AnswerDotAI / RAGatouille

Easily use and train state of the art late-interaction retrieval methods (ColBERT) in any RAG pipeline. Designed for modularity and ease-of-use, backed by research.
Apache License 2.0
2.99k stars 204 forks source link

trainer.train returns None #185

Open salbatarni opened 6 months ago

salbatarni commented 6 months ago

Hello there,

In the source code, trainer.train is supposed to return the model path, however, it is returning None for me... is there a way to save the trained model in a specific path? or not saving it at all and use it as a variable?

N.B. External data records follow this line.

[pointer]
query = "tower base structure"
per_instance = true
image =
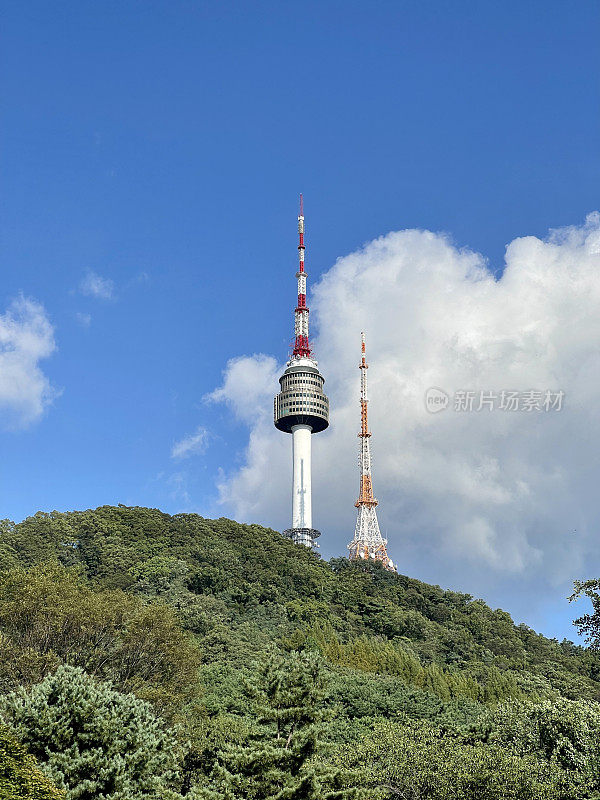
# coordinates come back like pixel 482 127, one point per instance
pixel 305 536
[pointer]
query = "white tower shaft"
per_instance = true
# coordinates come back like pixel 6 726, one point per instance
pixel 301 408
pixel 301 484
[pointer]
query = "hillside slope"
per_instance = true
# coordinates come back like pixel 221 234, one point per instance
pixel 393 643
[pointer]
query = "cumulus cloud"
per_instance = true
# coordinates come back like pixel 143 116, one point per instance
pixel 194 444
pixel 26 337
pixel 94 285
pixel 487 497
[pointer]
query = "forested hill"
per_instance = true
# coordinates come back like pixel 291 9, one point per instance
pixel 181 612
pixel 241 588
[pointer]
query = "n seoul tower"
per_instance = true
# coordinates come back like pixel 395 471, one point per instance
pixel 301 408
pixel 368 543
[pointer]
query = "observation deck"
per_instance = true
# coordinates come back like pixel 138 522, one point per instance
pixel 301 400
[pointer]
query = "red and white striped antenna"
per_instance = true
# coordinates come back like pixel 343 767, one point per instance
pixel 301 343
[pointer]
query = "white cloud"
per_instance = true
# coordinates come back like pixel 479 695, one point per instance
pixel 94 285
pixel 26 337
pixel 85 320
pixel 194 444
pixel 486 498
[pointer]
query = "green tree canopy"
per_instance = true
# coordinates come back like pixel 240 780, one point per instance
pixel 276 762
pixel 93 741
pixel 20 777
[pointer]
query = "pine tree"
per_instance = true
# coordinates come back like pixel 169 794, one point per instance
pixel 93 741
pixel 275 763
pixel 20 777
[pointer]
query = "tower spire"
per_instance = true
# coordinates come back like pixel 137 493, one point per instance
pixel 368 541
pixel 302 409
pixel 301 344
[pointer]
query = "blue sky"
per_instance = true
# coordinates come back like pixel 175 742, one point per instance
pixel 152 157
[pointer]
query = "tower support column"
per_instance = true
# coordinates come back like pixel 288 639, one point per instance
pixel 301 482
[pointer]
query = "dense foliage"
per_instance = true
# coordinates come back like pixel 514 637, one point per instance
pixel 95 742
pixel 20 778
pixel 203 619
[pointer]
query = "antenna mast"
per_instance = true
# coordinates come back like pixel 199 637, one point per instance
pixel 368 543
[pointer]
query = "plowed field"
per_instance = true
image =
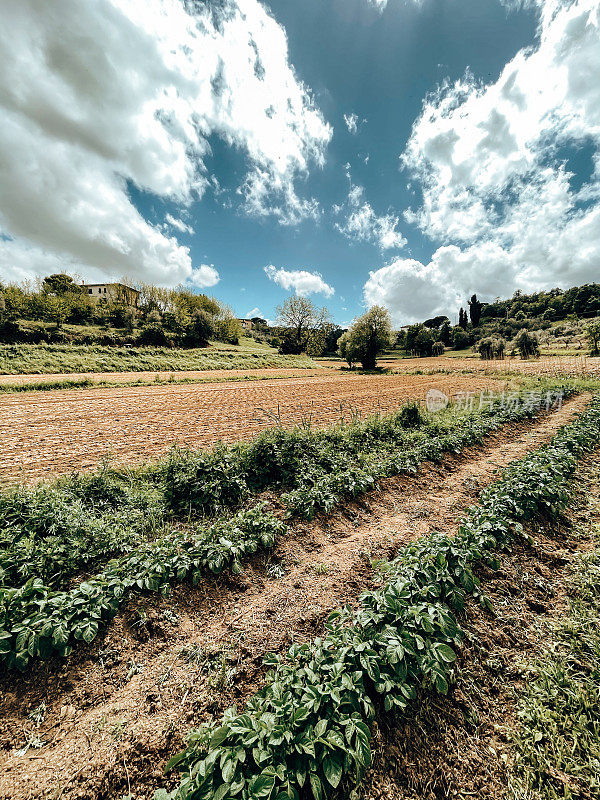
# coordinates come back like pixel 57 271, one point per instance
pixel 52 432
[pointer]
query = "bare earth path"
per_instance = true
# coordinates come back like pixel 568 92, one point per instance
pixel 117 711
pixel 127 377
pixel 52 432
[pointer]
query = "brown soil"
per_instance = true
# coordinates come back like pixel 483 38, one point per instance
pixel 460 746
pixel 49 433
pixel 115 711
pixel 150 375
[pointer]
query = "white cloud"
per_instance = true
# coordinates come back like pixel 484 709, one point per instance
pixel 97 96
pixel 300 281
pixel 351 121
pixel 490 159
pixel 362 223
pixel 178 224
pixel 204 276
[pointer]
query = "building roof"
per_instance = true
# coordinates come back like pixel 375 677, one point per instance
pixel 111 283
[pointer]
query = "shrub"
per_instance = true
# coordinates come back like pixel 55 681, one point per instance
pixel 460 339
pixel 527 344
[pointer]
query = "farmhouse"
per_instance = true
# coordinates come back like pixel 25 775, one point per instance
pixel 113 293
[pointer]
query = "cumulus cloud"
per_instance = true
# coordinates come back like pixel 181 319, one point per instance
pixel 178 224
pixel 361 223
pixel 204 276
pixel 300 281
pixel 351 121
pixel 96 97
pixel 496 189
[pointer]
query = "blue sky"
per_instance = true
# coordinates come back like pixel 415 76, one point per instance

I have not changed anything in the example code

model_path = trainer.train(batch_size=32,
              nbits=4, # How many bits will the trained model use when compressing indexes
              maxsteps=500000, # Maximum steps hard stop
              use_ib_negatives=True, # Use in-batch negative to calculate loss
              dim=128, # How many dimensions per embedding. 128 is the default and works well.
              learning_rate=5e-6, # Learning rate, small values ([3e-6,3e-5] work best if the base model is BERT-like, 5e-6 is often the sweet spot)
              doc_maxlen=256, # Maximum document length. Because of how ColBERT works, smaller chunks (128-256) work very well.
              use_relu=False, # Disable ReLU -- doesn't improve performance
              warmup_steps="auto", # Defaults to 10%
             )
bclavie commented 6 months ago

Hey, it returning None is a quirk/bug of the upstream ColBERT implementation. The model is by default saved to disk and there's currently no way to disable this behaviour (though it'd be a good change in the future!).

Passing a custom path is also slightly complex, you'd need to update both the root_path and experiments_path in the ColBERT config, which is again something that could be simplified, either here or upstream.

Marking this as a good first issue and leaving it open as those would be welcome QoL changes, especially as I'm starting to work on improving training!